Level 1 – Any merchant – regardless of acceptance channel – processing over 6,000,000 Visa transactions per year. Any merchant that has suffered a hack or an attack that resulted in an account data compromise. Any merchant that Visa, at its sole discretion, determines should meet the Level 1 merchant requirements to minimize risk to the Visa system. Any merchant identified by any other payment card brand as Level 1
Level 2 – Any merchant processing 150,000 to 6,000,000 Visa e-commerce transactions per year.
Level 3 – Any merchant processing 20,000 to 150,000 Visa e-commerce transactions per year.
Level 4 – Any merchant processing fewer than 20,000 Visa e-commerce transactions per year, and all other merchants processing up to 6,000,000 Visa transactions per year.

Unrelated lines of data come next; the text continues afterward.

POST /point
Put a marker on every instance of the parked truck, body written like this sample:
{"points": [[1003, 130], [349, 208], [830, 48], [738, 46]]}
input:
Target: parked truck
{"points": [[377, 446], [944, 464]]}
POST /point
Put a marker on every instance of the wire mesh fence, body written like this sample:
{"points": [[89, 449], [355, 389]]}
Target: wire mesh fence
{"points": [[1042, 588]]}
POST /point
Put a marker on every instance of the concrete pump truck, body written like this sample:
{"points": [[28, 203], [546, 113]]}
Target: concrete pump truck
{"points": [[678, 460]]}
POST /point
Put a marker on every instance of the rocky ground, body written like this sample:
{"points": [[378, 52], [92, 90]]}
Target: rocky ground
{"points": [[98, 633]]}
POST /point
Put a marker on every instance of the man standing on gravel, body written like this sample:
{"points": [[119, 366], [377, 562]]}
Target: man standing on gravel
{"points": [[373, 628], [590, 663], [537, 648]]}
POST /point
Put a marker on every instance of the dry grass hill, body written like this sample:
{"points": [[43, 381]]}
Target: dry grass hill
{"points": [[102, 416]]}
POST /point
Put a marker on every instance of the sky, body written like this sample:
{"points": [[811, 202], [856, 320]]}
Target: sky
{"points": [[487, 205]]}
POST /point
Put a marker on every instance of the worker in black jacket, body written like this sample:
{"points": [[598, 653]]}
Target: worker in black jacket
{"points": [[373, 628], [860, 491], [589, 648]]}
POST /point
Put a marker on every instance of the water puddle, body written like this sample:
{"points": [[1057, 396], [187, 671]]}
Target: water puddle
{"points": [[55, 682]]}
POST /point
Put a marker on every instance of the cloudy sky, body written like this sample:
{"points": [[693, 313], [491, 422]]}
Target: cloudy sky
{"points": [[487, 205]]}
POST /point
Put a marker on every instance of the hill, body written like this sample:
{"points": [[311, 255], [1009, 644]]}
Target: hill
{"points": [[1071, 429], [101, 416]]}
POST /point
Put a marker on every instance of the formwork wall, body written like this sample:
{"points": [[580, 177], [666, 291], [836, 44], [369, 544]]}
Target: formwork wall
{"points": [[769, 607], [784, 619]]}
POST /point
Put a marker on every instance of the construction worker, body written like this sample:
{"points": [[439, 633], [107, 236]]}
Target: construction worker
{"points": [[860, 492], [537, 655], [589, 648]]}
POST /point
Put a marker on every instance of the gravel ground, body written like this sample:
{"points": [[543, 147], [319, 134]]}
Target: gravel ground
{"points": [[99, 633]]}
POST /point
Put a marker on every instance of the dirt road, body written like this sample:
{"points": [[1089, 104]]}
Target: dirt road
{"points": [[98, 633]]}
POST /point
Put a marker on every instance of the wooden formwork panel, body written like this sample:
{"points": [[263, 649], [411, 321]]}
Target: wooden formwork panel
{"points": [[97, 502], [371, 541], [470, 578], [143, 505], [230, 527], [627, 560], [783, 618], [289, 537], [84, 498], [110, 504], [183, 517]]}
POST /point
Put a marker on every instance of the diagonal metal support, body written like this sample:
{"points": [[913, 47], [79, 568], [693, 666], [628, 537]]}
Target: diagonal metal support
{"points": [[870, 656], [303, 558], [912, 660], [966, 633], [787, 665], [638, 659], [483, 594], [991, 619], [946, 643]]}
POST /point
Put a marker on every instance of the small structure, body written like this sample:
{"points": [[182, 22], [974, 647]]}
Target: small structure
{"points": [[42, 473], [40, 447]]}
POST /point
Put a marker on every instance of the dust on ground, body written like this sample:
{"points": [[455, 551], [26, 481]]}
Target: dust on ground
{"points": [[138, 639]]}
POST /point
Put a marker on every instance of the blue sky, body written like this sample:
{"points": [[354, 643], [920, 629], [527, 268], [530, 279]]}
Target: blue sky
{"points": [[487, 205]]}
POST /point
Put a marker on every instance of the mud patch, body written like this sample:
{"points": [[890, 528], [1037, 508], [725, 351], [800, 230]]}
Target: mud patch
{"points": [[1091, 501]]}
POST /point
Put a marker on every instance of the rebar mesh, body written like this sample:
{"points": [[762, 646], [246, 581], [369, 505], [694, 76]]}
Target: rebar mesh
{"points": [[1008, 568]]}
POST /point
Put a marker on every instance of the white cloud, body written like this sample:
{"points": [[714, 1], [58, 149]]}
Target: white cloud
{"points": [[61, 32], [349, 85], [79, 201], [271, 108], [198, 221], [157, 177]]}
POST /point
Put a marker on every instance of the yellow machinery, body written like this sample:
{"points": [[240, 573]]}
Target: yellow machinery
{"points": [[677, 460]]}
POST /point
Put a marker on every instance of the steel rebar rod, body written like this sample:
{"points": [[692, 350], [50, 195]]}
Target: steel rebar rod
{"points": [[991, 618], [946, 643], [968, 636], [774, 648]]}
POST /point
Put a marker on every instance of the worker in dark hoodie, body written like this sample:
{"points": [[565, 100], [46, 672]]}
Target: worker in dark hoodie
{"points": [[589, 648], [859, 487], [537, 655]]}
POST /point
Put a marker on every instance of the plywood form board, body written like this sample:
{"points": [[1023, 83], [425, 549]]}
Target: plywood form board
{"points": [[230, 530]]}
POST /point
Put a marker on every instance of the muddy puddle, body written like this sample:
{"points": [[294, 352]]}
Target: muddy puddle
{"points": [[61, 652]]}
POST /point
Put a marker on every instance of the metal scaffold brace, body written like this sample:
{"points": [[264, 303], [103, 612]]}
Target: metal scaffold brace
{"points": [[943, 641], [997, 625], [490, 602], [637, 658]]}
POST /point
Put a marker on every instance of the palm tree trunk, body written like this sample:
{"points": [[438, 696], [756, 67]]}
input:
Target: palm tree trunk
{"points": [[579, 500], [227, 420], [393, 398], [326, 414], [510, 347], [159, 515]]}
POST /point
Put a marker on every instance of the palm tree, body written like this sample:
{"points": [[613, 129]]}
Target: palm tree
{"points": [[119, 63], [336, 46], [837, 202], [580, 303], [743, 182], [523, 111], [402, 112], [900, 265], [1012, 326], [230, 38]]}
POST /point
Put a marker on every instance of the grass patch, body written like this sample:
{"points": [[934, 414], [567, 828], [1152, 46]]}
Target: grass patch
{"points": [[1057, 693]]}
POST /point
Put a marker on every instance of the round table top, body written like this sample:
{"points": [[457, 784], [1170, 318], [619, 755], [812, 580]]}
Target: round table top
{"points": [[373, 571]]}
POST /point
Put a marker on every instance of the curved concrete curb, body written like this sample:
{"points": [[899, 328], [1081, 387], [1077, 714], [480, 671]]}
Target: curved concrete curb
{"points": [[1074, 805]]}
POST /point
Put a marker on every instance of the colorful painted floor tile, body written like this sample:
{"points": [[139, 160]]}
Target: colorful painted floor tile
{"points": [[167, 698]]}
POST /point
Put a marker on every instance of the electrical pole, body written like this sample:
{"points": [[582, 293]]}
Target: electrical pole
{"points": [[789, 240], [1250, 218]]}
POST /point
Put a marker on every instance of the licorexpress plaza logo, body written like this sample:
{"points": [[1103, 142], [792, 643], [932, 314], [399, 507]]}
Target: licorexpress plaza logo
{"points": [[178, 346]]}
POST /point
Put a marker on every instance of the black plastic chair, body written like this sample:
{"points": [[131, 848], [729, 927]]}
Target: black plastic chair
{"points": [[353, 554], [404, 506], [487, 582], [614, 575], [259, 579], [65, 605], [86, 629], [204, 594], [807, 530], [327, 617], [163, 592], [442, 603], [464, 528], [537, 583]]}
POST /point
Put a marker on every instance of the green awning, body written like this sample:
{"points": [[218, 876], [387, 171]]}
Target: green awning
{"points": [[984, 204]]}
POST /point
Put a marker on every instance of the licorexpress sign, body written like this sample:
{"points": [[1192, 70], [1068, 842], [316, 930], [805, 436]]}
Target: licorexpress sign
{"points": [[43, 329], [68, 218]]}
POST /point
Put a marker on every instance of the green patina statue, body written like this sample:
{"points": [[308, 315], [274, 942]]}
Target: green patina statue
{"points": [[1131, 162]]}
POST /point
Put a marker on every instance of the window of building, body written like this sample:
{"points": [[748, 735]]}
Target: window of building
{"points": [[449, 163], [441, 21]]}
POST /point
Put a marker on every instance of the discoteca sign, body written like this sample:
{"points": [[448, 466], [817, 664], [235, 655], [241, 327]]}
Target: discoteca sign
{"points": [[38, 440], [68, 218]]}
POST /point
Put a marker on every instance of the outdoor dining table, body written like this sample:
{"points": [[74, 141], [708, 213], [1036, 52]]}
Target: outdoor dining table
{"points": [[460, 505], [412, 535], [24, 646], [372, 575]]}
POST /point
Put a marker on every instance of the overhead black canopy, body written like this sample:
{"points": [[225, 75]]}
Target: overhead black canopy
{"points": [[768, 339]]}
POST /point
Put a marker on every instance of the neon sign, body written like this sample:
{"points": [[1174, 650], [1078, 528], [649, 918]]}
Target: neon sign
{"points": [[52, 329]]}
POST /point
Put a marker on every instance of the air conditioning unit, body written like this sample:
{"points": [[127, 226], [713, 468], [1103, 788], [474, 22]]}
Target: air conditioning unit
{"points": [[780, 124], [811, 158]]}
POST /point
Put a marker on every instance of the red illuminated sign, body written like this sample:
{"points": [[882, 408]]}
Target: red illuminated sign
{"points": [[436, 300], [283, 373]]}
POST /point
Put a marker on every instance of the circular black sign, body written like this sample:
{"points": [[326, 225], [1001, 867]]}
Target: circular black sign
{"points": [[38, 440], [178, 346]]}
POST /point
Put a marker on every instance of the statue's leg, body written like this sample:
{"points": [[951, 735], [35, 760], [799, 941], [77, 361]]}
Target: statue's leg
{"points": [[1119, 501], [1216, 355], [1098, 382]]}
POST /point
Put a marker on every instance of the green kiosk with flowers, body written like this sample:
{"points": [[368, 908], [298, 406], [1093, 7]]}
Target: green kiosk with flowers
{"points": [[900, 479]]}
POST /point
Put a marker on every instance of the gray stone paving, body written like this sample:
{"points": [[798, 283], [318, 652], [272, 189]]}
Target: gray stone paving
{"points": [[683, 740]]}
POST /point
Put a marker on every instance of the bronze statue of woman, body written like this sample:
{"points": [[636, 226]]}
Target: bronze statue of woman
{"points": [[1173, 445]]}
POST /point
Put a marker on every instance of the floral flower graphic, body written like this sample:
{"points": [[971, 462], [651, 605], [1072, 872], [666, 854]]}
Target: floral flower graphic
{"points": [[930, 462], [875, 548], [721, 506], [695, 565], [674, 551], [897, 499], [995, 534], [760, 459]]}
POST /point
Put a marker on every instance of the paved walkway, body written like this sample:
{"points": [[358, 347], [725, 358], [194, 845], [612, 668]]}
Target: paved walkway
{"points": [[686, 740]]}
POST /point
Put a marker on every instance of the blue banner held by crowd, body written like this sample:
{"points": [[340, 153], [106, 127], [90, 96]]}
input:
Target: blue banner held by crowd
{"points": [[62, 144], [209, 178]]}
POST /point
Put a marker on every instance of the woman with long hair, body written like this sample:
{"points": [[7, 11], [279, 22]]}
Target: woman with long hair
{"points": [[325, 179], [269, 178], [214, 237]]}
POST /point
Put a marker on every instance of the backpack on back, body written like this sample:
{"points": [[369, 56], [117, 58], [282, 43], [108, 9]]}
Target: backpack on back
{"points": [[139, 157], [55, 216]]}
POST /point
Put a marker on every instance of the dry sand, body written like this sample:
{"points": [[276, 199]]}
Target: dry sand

The current version of the standard specifies 12 requirements for compliance, organized into 6 logically related groups, which are called “control objectives.” You can verify these requirements by doing a “self-assessment” or through one of many Qualified Security Assessors (QSAs). The good news is these QSA’s will walk you through the compliance process, step-by-step. I’ve personally gone through the compliance process with two rather large QSA’s, Control Scan and Scan Alert for a couple of reasons. For starters I wanted our company to be better educated on the process so we could answer any questions that our customers may have as they become compliant, but also I wanted to better understand the dreaded “false positive” syndrome surrounding compliance.